En regardant l'Europe de l'Atlantique à l'Oural de 1914 à nos jours, on a vraiment l'impression d'un immense gâchis.
Comment le massacre de Verdun fut il possible ? Comment l'assassinat de la famille du tsar fut il possible ? Comment l'ascension des nazis fut elle possible ? Comment le goulag fut il possible ?
Cela fait tant de questions auxquelles les historiens ne donnent pas LA réponse.
Et comment aujourd'hui, les nations européennes peuvent elles précipiter leur anéantissement ?
Rédigé par : Dominique | jeudi 12 nov 2015 à 15:34
Je n'ai jamais bien compris la raison pour laquelle les vainqueurs de 1918 auraient dû se comporter plus généreusement envers les vaincus que les vainqueurs de 1870...ou de 1815 ne l'avaient fait eux-mêmes. Je n'ai jamais non plus très bien compris pourquoi, tandis que la responsabilité de la France dans les guerres européennes de 1680 à 1815 ne fait pas tellement débat, celle de la Prusse dans les guerres de 1863 à 1945 semble aussi difficile à accepter, en dehors des premiers intéressés, naturellement, ce qui peut se comprendre. Ce n'est tout de même pas de la faute de Bismarck si les armes à feu des XIXème et XX siècles sont plus destructrices que celles des XVII et XVIIIème siècle !
Comme l'a observé il y a quelques années un haut responsable allemand, son pays a finalement atteint par son dynamisme économique la place qu'il avait cherché à obtenir, vainement, par les armes précédemment.
Si l'Empire allemand ne faisait que se défendre en 1914, pourquoi venir le faire jusqu'à Noyon, Soissons et Reims ?

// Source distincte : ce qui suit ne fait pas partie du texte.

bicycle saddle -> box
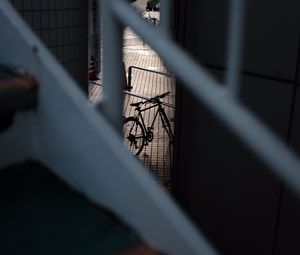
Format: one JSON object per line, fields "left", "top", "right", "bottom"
{"left": 130, "top": 101, "right": 143, "bottom": 107}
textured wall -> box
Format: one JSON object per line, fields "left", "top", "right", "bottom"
{"left": 173, "top": 0, "right": 300, "bottom": 255}
{"left": 9, "top": 0, "right": 89, "bottom": 93}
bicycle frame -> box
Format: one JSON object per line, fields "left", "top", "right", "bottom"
{"left": 134, "top": 102, "right": 174, "bottom": 144}
{"left": 144, "top": 11, "right": 159, "bottom": 27}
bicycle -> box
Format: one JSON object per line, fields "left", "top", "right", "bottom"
{"left": 145, "top": 11, "right": 159, "bottom": 26}
{"left": 123, "top": 92, "right": 174, "bottom": 156}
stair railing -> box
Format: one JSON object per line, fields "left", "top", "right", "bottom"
{"left": 0, "top": 1, "right": 219, "bottom": 254}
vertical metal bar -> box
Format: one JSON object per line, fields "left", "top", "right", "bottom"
{"left": 88, "top": 0, "right": 94, "bottom": 62}
{"left": 128, "top": 66, "right": 132, "bottom": 88}
{"left": 98, "top": 0, "right": 123, "bottom": 132}
{"left": 226, "top": 0, "right": 246, "bottom": 98}
{"left": 95, "top": 0, "right": 101, "bottom": 74}
{"left": 160, "top": 0, "right": 171, "bottom": 36}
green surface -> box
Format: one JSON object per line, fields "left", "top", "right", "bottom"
{"left": 0, "top": 64, "right": 18, "bottom": 79}
{"left": 0, "top": 161, "right": 141, "bottom": 254}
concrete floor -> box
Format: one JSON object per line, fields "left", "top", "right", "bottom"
{"left": 89, "top": 18, "right": 175, "bottom": 189}
{"left": 131, "top": 0, "right": 148, "bottom": 12}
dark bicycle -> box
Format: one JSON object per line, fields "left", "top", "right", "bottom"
{"left": 123, "top": 92, "right": 174, "bottom": 156}
{"left": 145, "top": 10, "right": 159, "bottom": 26}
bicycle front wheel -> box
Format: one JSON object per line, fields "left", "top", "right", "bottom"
{"left": 123, "top": 117, "right": 145, "bottom": 156}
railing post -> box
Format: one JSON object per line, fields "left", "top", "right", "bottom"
{"left": 226, "top": 0, "right": 247, "bottom": 98}
{"left": 160, "top": 0, "right": 171, "bottom": 36}
{"left": 128, "top": 66, "right": 132, "bottom": 89}
{"left": 98, "top": 0, "right": 123, "bottom": 132}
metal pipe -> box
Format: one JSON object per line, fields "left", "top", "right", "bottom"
{"left": 226, "top": 0, "right": 246, "bottom": 98}
{"left": 129, "top": 65, "right": 175, "bottom": 78}
{"left": 128, "top": 66, "right": 132, "bottom": 89}
{"left": 98, "top": 0, "right": 123, "bottom": 132}
{"left": 160, "top": 0, "right": 171, "bottom": 36}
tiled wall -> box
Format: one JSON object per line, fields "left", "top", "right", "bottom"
{"left": 174, "top": 1, "right": 300, "bottom": 255}
{"left": 9, "top": 0, "right": 89, "bottom": 93}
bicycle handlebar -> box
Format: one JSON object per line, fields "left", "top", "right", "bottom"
{"left": 130, "top": 92, "right": 171, "bottom": 107}
{"left": 149, "top": 92, "right": 171, "bottom": 103}
{"left": 158, "top": 92, "right": 170, "bottom": 98}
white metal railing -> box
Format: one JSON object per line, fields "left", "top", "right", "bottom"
{"left": 226, "top": 0, "right": 246, "bottom": 97}
{"left": 0, "top": 1, "right": 218, "bottom": 255}
{"left": 102, "top": 0, "right": 300, "bottom": 198}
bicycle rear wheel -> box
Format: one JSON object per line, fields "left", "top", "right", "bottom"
{"left": 123, "top": 117, "right": 145, "bottom": 156}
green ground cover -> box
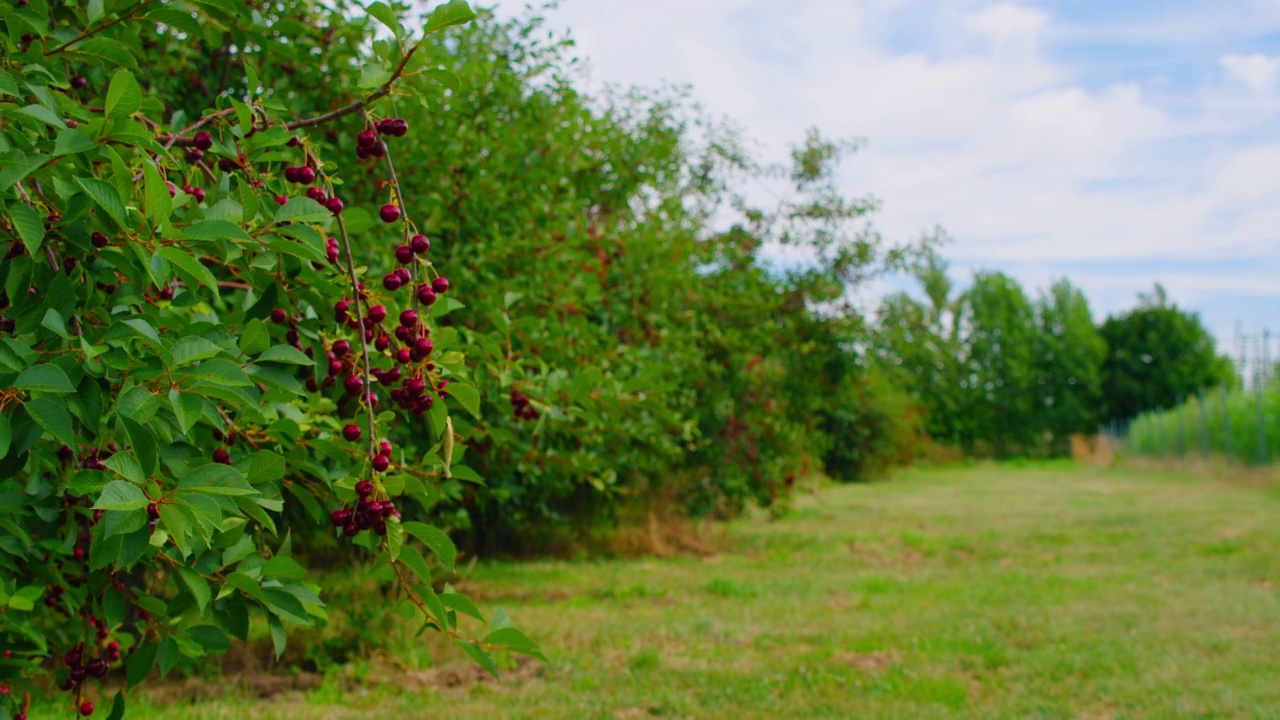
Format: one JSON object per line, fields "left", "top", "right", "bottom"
{"left": 127, "top": 462, "right": 1280, "bottom": 719}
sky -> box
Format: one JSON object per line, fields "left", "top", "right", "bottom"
{"left": 494, "top": 0, "right": 1280, "bottom": 353}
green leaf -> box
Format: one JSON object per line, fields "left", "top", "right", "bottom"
{"left": 157, "top": 636, "right": 179, "bottom": 676}
{"left": 105, "top": 691, "right": 125, "bottom": 720}
{"left": 178, "top": 464, "right": 256, "bottom": 495}
{"left": 262, "top": 556, "right": 306, "bottom": 582}
{"left": 483, "top": 626, "right": 547, "bottom": 662}
{"left": 143, "top": 160, "right": 171, "bottom": 224}
{"left": 182, "top": 219, "right": 253, "bottom": 243}
{"left": 171, "top": 337, "right": 225, "bottom": 366}
{"left": 7, "top": 202, "right": 44, "bottom": 256}
{"left": 169, "top": 390, "right": 203, "bottom": 434}
{"left": 87, "top": 0, "right": 104, "bottom": 23}
{"left": 7, "top": 585, "right": 42, "bottom": 612}
{"left": 454, "top": 639, "right": 499, "bottom": 678}
{"left": 158, "top": 246, "right": 219, "bottom": 292}
{"left": 0, "top": 415, "right": 10, "bottom": 458}
{"left": 405, "top": 522, "right": 456, "bottom": 572}
{"left": 41, "top": 309, "right": 70, "bottom": 339}
{"left": 27, "top": 398, "right": 75, "bottom": 445}
{"left": 439, "top": 590, "right": 484, "bottom": 622}
{"left": 12, "top": 104, "right": 66, "bottom": 129}
{"left": 15, "top": 363, "right": 75, "bottom": 394}
{"left": 178, "top": 567, "right": 211, "bottom": 613}
{"left": 267, "top": 613, "right": 286, "bottom": 659}
{"left": 423, "top": 68, "right": 460, "bottom": 92}
{"left": 244, "top": 450, "right": 285, "bottom": 485}
{"left": 93, "top": 480, "right": 149, "bottom": 511}
{"left": 122, "top": 416, "right": 157, "bottom": 478}
{"left": 102, "top": 452, "right": 144, "bottom": 484}
{"left": 274, "top": 197, "right": 331, "bottom": 224}
{"left": 127, "top": 642, "right": 157, "bottom": 688}
{"left": 53, "top": 128, "right": 97, "bottom": 156}
{"left": 366, "top": 1, "right": 403, "bottom": 36}
{"left": 397, "top": 546, "right": 433, "bottom": 584}
{"left": 357, "top": 63, "right": 391, "bottom": 89}
{"left": 238, "top": 319, "right": 270, "bottom": 357}
{"left": 263, "top": 588, "right": 310, "bottom": 625}
{"left": 76, "top": 176, "right": 130, "bottom": 228}
{"left": 448, "top": 382, "right": 481, "bottom": 419}
{"left": 104, "top": 69, "right": 141, "bottom": 121}
{"left": 257, "top": 345, "right": 313, "bottom": 366}
{"left": 424, "top": 0, "right": 477, "bottom": 34}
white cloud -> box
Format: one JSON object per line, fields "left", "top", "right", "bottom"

Quand on peut défendre aussi efficacement les frontières du Reich (le second...) pendant quatre ans, à l'aide de fortifications de campagne, loin en pays étranger, et donc hostile, ne peut on le faire encore mieux derrière la ceinture fortifiée patiemment et savamment constituée après 1870, sur des positions choisies en connaissance de cause (la crête des Vosges, etc...) ?
Et si le danger russe était si redoutable, pourquoi masser 88% de ses forces militaires à l'Ouest en Août 1914 ?
Voilà une curieuse conception le la défensive, qui fait de la chute de Paris et de la prise de Troyes ou de Dijon un préalable à la défense du Rhin ou des marches orientales, quand un certain 22 Août 1914 démontre que l'armée française n'est simplement pas capable de pénétrer en Belgique ou en Lorraine, sans parler d'assiéger Metz ou Strasbourg...une défensive qui fait irrésistiblement penser aux "frappes préemptives"des USA en Orient...pour "se défendre", bien entendu.
Et qu'est-ce qui pousse enfin mes compatriotes à être si bêtement germanophile quand il n'y a aucune raison de l'être, et à ne pas l'être quand il serait souhaitable de le devenir, pour éviter la faillite d'un état "social" tellement inspiré du pseudo "modèle rhénan" qui est en réalité....prussien ?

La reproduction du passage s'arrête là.